Contributing

What to Contribute

If you wish to contribute to the development of pySIPFENN you are more than welcome to do so by forking the repository and creating a pull request. As of Spring 2024, we are actively developing the code and we should get back to you within a few days. We are also open to collaborations and partnerships, so if you have an idea for a new feature or a new model, please do not hesitate to contact us through the GitHub issues or by email <mailto:ak@psu.edu>__.

In particular, we are seeking contributions in the following areas:

New Models: We are always looking for new models to add to the repository. We have several (yet) unpublished ones for several different properties, so there is a good chance it will work for your case as well. We are happy to provide basic support for training, including using the default model for transfer learning on small datasets.
New Featurizers / Descriptor Sets: We are always looking for new ways to featurize atomic configurations.
- We are particularly interested in including more domain-specific knowledge for different niches of materials science. Our KS2022 does a good job for most materials, but we look to expand it.
- We are not looking for featurizers that (a) cannot embed a structure into the feature space (e.g., most of the graph representations, which became popular in the last two years) or (b) do not encode physics into the feature space (e.g., raw atomic coordinates or 3D voxel representations).
- Note: Autoencoders which utilize graph or 3D voxel representations to encode latent space position to predict property/properties fall into the first category and are very welcome.
Quality of Life Improvements: We are always looking for ways to make the software easier to use and more efficient for users. If you have an idea for a new data parsing method, or a new way to visualize the results, we would love to hear about it.

Rules for Contributing

We are currently very flexible with the rules for contributing, despite being quite opinionated :)

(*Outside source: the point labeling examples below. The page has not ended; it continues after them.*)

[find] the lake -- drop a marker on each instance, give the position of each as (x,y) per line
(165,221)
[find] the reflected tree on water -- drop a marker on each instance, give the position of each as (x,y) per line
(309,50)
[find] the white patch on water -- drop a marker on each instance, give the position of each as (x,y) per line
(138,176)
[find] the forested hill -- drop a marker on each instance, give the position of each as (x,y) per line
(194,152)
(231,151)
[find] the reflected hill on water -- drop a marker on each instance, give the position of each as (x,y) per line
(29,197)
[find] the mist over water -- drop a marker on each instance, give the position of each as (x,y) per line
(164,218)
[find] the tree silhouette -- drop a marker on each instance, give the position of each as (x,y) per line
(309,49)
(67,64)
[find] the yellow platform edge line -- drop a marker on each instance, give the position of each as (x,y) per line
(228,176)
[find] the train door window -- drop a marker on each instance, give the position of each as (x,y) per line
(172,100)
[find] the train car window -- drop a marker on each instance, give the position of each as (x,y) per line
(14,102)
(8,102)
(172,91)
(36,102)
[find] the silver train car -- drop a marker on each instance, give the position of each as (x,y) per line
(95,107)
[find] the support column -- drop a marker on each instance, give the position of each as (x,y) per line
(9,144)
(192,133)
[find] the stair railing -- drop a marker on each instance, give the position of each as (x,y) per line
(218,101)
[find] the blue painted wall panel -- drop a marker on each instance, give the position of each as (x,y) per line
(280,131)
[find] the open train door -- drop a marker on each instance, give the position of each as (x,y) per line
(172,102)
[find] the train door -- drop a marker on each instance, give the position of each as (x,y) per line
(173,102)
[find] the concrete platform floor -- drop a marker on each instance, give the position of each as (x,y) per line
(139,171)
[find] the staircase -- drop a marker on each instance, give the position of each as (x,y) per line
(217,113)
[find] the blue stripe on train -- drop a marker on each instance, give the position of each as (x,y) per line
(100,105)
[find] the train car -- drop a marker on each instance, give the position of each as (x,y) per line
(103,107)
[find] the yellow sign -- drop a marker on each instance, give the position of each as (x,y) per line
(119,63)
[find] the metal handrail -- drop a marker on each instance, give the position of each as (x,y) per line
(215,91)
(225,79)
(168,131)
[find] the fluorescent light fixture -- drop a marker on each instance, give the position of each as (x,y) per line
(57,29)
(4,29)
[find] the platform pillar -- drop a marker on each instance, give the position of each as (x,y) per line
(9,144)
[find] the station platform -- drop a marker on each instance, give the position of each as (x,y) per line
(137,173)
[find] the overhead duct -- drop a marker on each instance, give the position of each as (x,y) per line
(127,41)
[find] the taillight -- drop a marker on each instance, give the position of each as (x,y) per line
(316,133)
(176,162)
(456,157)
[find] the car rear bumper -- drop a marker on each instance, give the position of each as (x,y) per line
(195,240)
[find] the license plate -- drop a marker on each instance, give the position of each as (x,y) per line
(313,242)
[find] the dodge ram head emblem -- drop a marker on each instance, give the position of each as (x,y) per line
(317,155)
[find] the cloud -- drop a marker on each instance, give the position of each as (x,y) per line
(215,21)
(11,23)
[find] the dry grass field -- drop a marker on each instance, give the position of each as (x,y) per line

Some general guidelines are:

The core module is the only one that should be used by our typical end user. All top-level APIs should be defined in the pysipfenn.py through the Calculator class. APIs operating on the Calculator class, to export or retrain models, should be defined outside it, but within pysipfenn.core module.
All featurizers / descriptor calculators must be self-contained in a single submodule (file or directory) of pysipfenn.descriptorDefinitions (i.e., not spread around the codebase) and depend only on standard Python library and current pySIPFENN dependencies, including numpy, torch, pymatgen, onnx, tqdm. If you need to add a new dependency, please discuss it with us first.
All models must be ONNX models, which can be obtained from almost any machine learning framework. We are happy to help with this process.
All new classes, attributes, and methods must be type-annotated. We are happy to help with this process.
All new classes, attributes, and methods must have a well-styled docstring. We are happy to help with this process.
All functions, classes, and methods should have explicit inputs, rather than passing a dictionary of parameters (*kwargs). This does require a bit more typing, but it makes the code much easier to use for the end user, who can see in the IDE exactly what parameters are available and what they do.
All functions, classes, and methods should explain why they are doing something, not just what they are doing. This is critical for end-users who did not write the code and are trying to understand it. In particular, the default values of parameters should be explained in the docstring.
All new features must be tested with the pytest framework. Coverage should be 100% for new code or close to it for good reasons. We are happy to help with this process.